Example Scenario: PeerRead Scientific Paper Review Evaluation

Scenario: A researcher wants to evaluate how well different multi-agent configurations perform on scientific paper review tasks.

Steps:

  1. Environment Setup: - User runs make setup_dev_claude to configure Claude Code integration. - User configures API keys in .env for OpenAI and other providers.

  2. Agent Configuration: - User configures a 4-agent system (Manager, Researcher, Analyst, Synthesizer) in config_chat.json. - User enables DuckDuckGo search tools for the Researcher agent. - User sets up PeerRead dataset access and processing tools.

  3. Evaluation Execution: - User launches the Streamlit GUI with make run_gui. - User selects PeerRead evaluation pipeline and chooses paper samples. - User initiates evaluation with Manager → Researcher delegation workflow.

  4. Multi-Agent Workflow: - Manager receives paper review task and delegates research to Researcher agent. - Researcher uses DuckDuckGo to gather relevant context and background information. - Analyst validates research findings and performs detailed paper analysis. - Synthesizer generates comprehensive review combining all agent insights.

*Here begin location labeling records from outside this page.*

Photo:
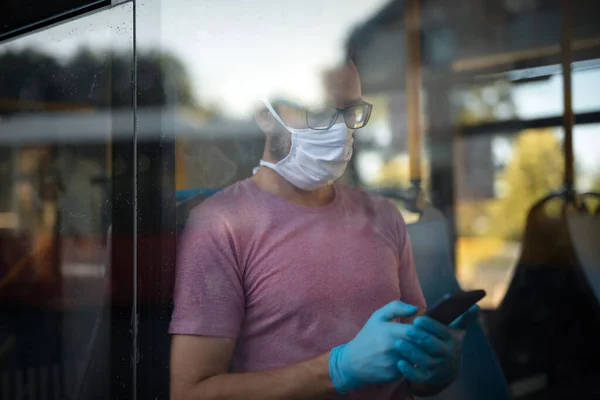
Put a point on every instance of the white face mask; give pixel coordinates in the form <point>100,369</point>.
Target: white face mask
<point>316,158</point>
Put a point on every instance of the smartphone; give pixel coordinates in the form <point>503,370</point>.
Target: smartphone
<point>453,305</point>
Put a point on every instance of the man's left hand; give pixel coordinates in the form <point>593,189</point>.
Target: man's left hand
<point>432,356</point>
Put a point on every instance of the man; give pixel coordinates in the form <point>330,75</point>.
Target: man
<point>290,286</point>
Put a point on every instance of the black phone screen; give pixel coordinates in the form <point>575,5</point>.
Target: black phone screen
<point>453,305</point>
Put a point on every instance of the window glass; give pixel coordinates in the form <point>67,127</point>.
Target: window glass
<point>65,112</point>
<point>527,166</point>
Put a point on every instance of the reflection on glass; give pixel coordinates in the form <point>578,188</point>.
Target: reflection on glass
<point>527,166</point>
<point>58,89</point>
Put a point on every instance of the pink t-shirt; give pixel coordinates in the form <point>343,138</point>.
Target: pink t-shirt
<point>291,282</point>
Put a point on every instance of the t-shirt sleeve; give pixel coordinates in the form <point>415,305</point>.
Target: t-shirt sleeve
<point>410,288</point>
<point>209,295</point>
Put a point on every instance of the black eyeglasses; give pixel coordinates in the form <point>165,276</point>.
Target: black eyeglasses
<point>355,115</point>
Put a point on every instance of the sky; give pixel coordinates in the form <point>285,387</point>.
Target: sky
<point>237,52</point>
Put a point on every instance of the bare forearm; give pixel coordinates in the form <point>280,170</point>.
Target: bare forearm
<point>303,381</point>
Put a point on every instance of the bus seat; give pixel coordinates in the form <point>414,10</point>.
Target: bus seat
<point>585,231</point>
<point>481,376</point>
<point>546,328</point>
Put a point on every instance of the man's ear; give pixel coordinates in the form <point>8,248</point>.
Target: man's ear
<point>265,120</point>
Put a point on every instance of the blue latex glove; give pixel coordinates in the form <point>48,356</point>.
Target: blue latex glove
<point>432,355</point>
<point>371,357</point>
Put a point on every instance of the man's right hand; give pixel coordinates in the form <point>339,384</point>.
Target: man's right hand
<point>371,357</point>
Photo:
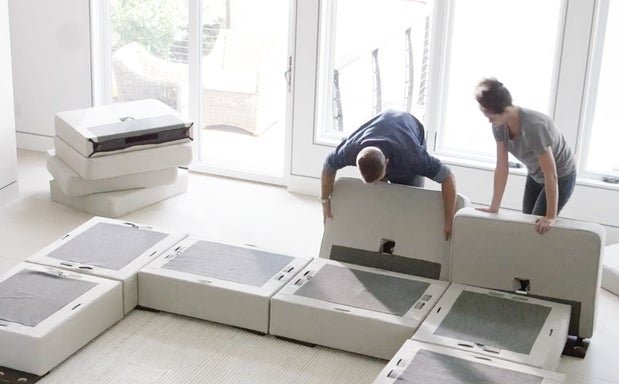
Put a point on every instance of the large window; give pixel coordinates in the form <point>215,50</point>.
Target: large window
<point>514,41</point>
<point>233,89</point>
<point>373,57</point>
<point>600,155</point>
<point>149,51</point>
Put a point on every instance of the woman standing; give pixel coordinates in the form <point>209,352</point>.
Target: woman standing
<point>533,139</point>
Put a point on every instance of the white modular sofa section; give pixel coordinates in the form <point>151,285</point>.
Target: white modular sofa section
<point>71,184</point>
<point>502,251</point>
<point>122,127</point>
<point>423,363</point>
<point>218,282</point>
<point>126,163</point>
<point>109,248</point>
<point>119,203</point>
<point>353,308</point>
<point>367,215</point>
<point>47,314</point>
<point>610,276</point>
<point>499,325</point>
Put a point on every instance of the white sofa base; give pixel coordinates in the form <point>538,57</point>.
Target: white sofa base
<point>565,264</point>
<point>545,349</point>
<point>410,365</point>
<point>72,184</point>
<point>76,127</point>
<point>127,273</point>
<point>125,163</point>
<point>346,327</point>
<point>38,349</point>
<point>119,203</point>
<point>211,298</point>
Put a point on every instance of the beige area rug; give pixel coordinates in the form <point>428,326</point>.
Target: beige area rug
<point>157,347</point>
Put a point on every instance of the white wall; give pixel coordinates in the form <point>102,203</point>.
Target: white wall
<point>51,65</point>
<point>8,159</point>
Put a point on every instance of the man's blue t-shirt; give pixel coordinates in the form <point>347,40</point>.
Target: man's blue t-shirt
<point>401,138</point>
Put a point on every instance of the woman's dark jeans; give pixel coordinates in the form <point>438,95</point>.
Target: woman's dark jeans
<point>534,201</point>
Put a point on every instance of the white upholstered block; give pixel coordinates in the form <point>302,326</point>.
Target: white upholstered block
<point>72,184</point>
<point>224,283</point>
<point>40,327</point>
<point>119,203</point>
<point>502,325</point>
<point>564,265</point>
<point>125,163</point>
<point>353,308</point>
<point>419,362</point>
<point>610,275</point>
<point>364,215</point>
<point>113,249</point>
<point>122,127</point>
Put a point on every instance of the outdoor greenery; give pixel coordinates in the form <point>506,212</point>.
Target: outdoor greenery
<point>156,24</point>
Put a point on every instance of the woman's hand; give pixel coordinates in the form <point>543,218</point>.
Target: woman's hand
<point>326,210</point>
<point>543,224</point>
<point>489,209</point>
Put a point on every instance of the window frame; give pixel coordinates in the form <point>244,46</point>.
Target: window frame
<point>592,80</point>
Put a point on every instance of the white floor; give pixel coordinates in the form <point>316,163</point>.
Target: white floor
<point>148,347</point>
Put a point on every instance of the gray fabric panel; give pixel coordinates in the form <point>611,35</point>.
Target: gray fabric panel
<point>133,127</point>
<point>229,263</point>
<point>108,246</point>
<point>30,297</point>
<point>385,261</point>
<point>360,289</point>
<point>494,322</point>
<point>428,367</point>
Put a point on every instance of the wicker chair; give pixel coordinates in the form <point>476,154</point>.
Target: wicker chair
<point>235,86</point>
<point>141,75</point>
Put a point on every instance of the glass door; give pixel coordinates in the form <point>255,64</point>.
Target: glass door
<point>235,89</point>
<point>243,89</point>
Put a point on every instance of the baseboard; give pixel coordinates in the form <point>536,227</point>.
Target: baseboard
<point>34,142</point>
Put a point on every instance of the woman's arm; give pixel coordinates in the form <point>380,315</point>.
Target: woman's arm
<point>448,190</point>
<point>551,187</point>
<point>327,179</point>
<point>501,172</point>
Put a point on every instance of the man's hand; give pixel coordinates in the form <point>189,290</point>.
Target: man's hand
<point>489,210</point>
<point>447,231</point>
<point>326,210</point>
<point>543,224</point>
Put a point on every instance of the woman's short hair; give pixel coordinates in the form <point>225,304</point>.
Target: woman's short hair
<point>492,95</point>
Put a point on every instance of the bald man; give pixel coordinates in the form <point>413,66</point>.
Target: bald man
<point>390,147</point>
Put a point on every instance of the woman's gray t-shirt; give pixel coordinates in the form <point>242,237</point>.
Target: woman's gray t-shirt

  5. Results Analysis: - User reviews performance metrics: completion time (e.g., 45 seconds), output similarity score (0.87). - User analyzes agent coordination patterns via AgentOps dashboard. - User compares results against baseline single-agent performance.

  6. Insights & Iteration: - User identifies that delegation overhead reduced efficiency by 15% but improved review quality by 23%. - User adjusts agent prompts and re-runs evaluation to optimize performance.

Expected Results:

  • Quantitative comparison showing multi-agent system achieves higher review quality scores.
  • Detailed execution traces showing delegation decision points and tool usage patterns.
  • Performance baseline for future agent system improvements.

Additional Notes

  • Current Status: The project is under active development with core PeerRead evaluation and multi-agent coordination features implemented (v3.1.0).
  • Dependencies: Built on Python 3.13 with pydantic-ai-slim, supporting OpenAI, DuckDuckGo, and Tavily integrations.
  • Development Tools: Comprehensive toolchain including pytest for testing, ruff for linting, pyright for type checking, and mkdocs for documentation.
  • References:
  • Use the CHANGELOG for version history and feature updates.
  • Refer to AGENTS.md for detailed agent instructions and architecture overview.
  • Check PRD.md for comprehensive product requirements and technical specifications.